Stabilizing Zn metal anodes by 4-hydroxybenzaldehyde as the H* scavenger

Abstract

The conventional wisdom of Zn metal anodes suggests avoiding the hydrogen evolution reactions (HER) in aqueous electrolytes since it leads to H2 production, irregular by-product precipitation, and then the quick failure of batteries. However, the HER process is thermodynamically inevitable during cycling, especially when water is the main solvent. Herein, we propose a novel H* scavenger strategy to properly utilize the HER process instead of blocking it. By coupling experimental and theoretical analysis, we reveal the positive role of 4-hydroxybenzaldehyde (HB) additives, which consume the H* produced by the Volmer step and thus suppress the Heyrovsky or Tafel step of HER. The former produces a uniform organic/inorganic solid electrolyte interphase (SEI), while the latter eliminates H2 gas production.
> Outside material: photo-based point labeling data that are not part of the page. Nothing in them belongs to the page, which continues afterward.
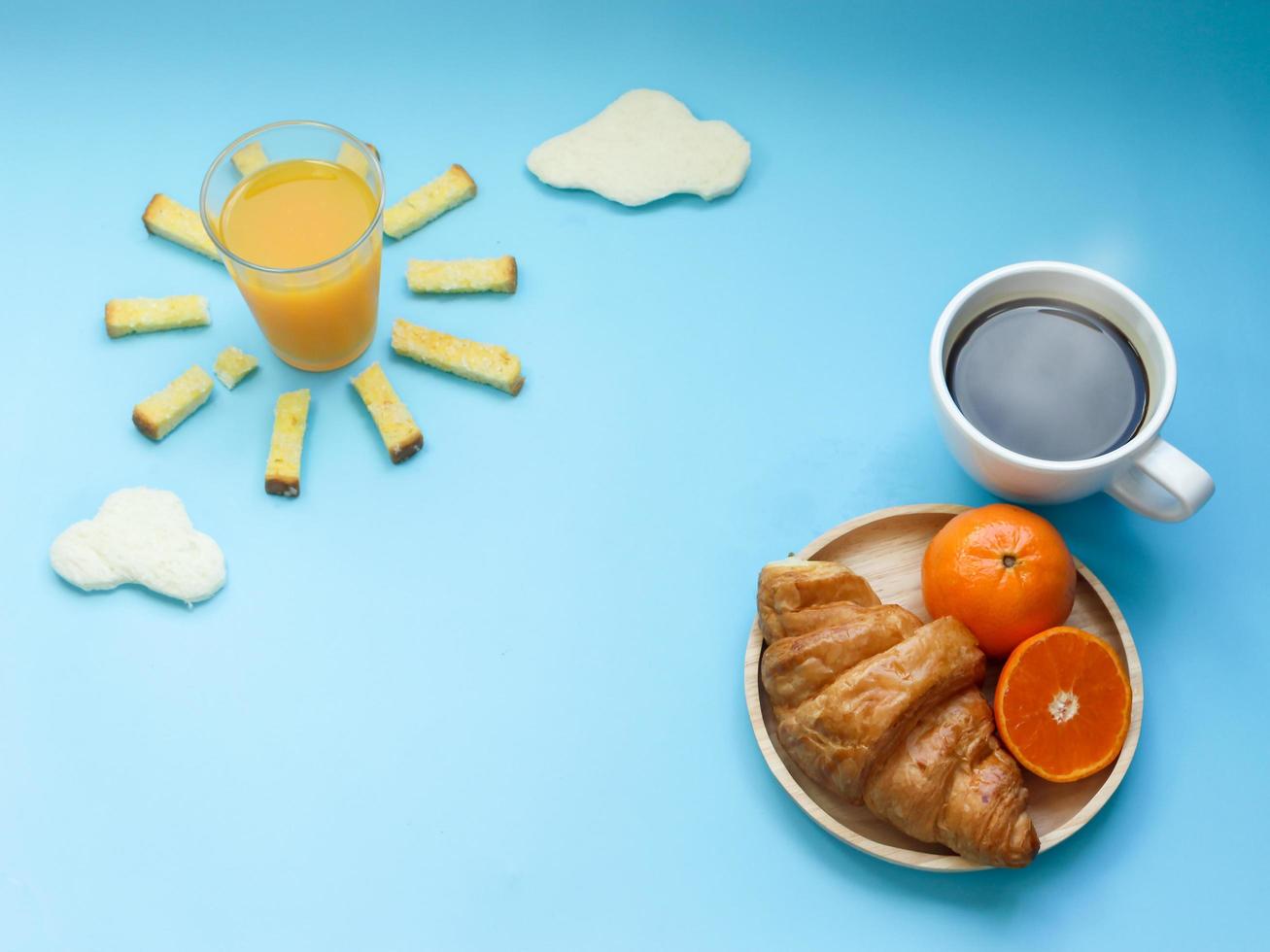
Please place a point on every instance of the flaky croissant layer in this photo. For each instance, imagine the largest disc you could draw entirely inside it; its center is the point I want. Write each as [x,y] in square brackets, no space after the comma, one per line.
[886,711]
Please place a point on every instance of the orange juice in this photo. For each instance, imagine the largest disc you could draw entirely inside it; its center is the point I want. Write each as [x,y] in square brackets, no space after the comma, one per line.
[314,294]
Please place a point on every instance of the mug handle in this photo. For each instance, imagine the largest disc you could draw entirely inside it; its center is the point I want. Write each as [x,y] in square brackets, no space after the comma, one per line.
[1162,484]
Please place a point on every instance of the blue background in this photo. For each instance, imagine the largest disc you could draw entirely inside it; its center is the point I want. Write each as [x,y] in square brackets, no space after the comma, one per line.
[492,698]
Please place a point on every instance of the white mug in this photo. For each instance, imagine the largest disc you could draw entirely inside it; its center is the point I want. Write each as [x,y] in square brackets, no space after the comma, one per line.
[1147,474]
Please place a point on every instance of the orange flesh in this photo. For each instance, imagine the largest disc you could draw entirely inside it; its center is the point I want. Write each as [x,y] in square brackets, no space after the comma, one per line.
[1063,704]
[297,214]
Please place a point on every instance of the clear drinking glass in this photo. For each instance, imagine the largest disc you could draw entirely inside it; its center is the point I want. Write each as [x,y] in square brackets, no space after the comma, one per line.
[321,315]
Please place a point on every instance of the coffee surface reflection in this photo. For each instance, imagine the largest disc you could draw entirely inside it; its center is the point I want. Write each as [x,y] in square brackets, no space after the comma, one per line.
[1047,380]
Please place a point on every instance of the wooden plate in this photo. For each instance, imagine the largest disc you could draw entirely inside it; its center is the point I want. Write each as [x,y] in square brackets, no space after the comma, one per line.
[886,547]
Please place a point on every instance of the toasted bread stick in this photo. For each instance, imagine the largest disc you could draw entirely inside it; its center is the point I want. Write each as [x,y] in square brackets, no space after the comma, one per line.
[232,364]
[170,220]
[145,315]
[288,444]
[484,363]
[447,190]
[463,276]
[392,417]
[159,414]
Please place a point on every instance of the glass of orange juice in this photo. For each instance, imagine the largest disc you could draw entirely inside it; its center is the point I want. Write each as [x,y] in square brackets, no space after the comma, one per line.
[296,210]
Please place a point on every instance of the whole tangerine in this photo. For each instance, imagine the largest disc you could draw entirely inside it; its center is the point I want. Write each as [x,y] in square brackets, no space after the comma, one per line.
[1002,571]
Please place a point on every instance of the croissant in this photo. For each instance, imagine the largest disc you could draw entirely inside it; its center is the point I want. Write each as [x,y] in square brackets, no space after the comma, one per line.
[886,711]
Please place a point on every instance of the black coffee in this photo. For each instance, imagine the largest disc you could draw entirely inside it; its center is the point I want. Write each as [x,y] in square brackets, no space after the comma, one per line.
[1047,380]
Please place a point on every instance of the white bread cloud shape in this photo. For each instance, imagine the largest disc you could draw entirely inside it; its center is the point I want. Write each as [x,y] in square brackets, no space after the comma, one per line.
[645,145]
[144,536]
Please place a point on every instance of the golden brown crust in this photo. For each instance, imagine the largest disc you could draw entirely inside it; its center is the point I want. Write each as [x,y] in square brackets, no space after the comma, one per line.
[170,220]
[951,782]
[145,425]
[797,667]
[797,595]
[162,412]
[853,723]
[483,363]
[430,201]
[888,714]
[396,426]
[463,276]
[288,444]
[146,315]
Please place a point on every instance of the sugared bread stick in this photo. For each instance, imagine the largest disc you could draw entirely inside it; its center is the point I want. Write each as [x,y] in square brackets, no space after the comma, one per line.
[463,276]
[447,190]
[169,219]
[159,414]
[143,315]
[484,363]
[392,417]
[231,365]
[290,419]
[251,157]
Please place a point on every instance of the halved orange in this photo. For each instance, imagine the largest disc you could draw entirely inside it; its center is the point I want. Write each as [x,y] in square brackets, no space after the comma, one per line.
[1063,704]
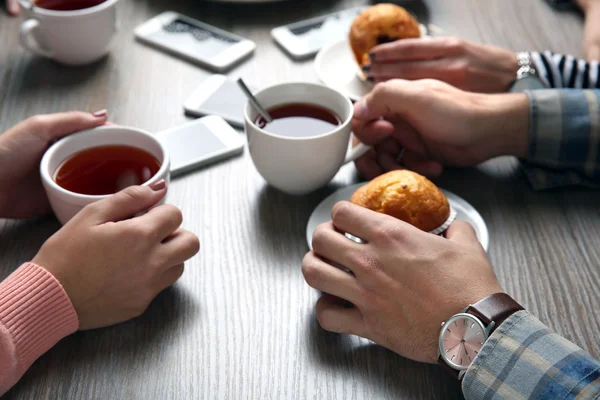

As a consequence, HB additives enable a stable cycle life of 120 h at 30 mA cm−2 with a depth of discharge (DOD) of 51.3 % in Zn|Zn symmetric cells and an average Coulombic efficiency of 99.8 % at 2 mA cm−2 for 2460 cycles in Zn|Cu half cells. The versatility of this H* scavenger strategy is also demonstrated by extending it to other zinc salts and electrolyte additives.